自分を責めないためのマインドノートのルール
マインドノートを楽しく続けていくために、そして何よりも自分自身を傷つけないために、頭の片隅に置いておきたい2つの大切なルール。これらを頭に入れておくことで、より安心してノートに向き合えるようになるはずです。
●感情を否定しない
ノートを書いていると、時には「こんなこと思っちゃいけない」「なんて酷いことを考えてしまうんだろう」と、黒い感情やネガティブな言葉が出てくることもあるかもしれません。

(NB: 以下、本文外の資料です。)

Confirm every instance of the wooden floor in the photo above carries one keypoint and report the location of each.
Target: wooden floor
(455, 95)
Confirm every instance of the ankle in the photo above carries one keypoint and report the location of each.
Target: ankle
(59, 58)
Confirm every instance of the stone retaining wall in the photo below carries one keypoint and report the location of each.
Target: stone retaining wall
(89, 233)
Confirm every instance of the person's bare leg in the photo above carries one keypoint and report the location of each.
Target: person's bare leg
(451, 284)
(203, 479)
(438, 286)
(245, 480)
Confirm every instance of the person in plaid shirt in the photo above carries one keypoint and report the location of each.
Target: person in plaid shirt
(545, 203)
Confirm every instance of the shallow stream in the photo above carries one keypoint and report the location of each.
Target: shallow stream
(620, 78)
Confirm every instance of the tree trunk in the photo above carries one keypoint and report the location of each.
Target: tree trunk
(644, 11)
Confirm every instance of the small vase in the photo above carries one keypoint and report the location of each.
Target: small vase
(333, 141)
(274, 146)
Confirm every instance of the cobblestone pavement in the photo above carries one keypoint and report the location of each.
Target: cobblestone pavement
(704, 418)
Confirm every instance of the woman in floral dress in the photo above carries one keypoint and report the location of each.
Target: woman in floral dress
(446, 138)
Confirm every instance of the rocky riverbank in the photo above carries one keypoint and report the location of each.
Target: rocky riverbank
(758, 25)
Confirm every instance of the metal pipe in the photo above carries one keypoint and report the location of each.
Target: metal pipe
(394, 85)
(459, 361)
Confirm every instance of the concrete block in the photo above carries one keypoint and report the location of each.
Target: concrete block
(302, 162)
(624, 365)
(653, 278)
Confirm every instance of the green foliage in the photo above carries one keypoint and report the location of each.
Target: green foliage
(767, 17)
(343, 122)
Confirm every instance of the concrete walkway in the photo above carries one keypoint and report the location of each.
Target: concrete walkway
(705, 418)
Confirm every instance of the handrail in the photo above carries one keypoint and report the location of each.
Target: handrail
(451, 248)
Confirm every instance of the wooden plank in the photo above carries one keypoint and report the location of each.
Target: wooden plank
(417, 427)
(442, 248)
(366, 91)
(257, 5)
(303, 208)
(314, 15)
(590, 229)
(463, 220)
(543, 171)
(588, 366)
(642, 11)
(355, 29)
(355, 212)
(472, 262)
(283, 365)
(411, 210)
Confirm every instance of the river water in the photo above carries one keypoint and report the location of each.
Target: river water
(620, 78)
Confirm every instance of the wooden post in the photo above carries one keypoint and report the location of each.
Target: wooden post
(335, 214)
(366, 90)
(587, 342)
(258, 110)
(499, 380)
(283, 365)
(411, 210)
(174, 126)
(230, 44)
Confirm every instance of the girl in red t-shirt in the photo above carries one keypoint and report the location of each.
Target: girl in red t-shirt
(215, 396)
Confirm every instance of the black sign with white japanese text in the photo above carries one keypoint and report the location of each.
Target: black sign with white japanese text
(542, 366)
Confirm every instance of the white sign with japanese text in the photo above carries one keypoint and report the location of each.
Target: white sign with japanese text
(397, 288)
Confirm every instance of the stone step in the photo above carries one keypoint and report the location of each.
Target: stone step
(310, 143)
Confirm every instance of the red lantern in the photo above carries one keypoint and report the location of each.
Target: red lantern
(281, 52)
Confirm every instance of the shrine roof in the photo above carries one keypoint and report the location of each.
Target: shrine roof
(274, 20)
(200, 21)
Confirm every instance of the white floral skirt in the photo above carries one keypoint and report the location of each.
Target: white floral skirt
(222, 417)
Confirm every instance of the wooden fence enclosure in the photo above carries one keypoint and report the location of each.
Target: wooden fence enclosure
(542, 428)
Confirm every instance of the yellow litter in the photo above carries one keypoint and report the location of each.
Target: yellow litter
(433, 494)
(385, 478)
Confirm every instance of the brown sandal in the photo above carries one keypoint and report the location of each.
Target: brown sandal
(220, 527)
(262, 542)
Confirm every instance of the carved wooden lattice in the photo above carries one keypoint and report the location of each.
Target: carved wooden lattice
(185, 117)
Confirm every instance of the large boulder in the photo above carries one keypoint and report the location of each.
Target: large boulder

ですが、どんな感情が湧き上がってきたとしても、どうかそれを否定しないであげてくださいね。「そう思っちゃうときもあるよね」「今は傷ついてるんだ」と、出てきた感情をそのまままるごと受け止めてあげることがとても大切。ノートの上だけは、あなたが100%安全でいられる自由な場所なんだと考えてみてください。
●綺麗に書こうとしない
マインドノートは、学校の宿題や会社に提出する書類ではありません。誰かに見せたり、評価されたりするためのものではないから、字の綺麗さやレイアウトの美しさなどを気にしなくていいんです。
誤字脱字があっても、文章の脈絡が破綻していても全然大丈夫。体裁を整えることよりも、「自分の本音を吐き出すこと」を最優先にして、時には殴り書きのようになっても気にせず、自由にペンを走らせてみてくださいね。
まとめ
ここまで、マインドノートの魅力や基本的な書き方、おすすめのテーマなどをご紹介してきましたが、いかがでしたでしょうか。
忙しい毎日の中で、自分のためだけに時間を作り、静かに心と向き合う作業は、一見すると少し贅沢なことのように思えるかもしれません。しかし、ノートに思考や感情を書き出すというシンプルな習慣が、日々の中に心地よいゆとりと安心感をもたらしてくれる場面はきっと多いはず。
「こう書かなければならない」という決まりはないので、まずは手頃なお気に入りのノートと書きやすいペンを1本用意して、今日の気持ちをひとこと書き出すことから始めてみませんか?
あなたの毎日が、マインドノートを通して少しでも軽やかで穏やかなものになりますように。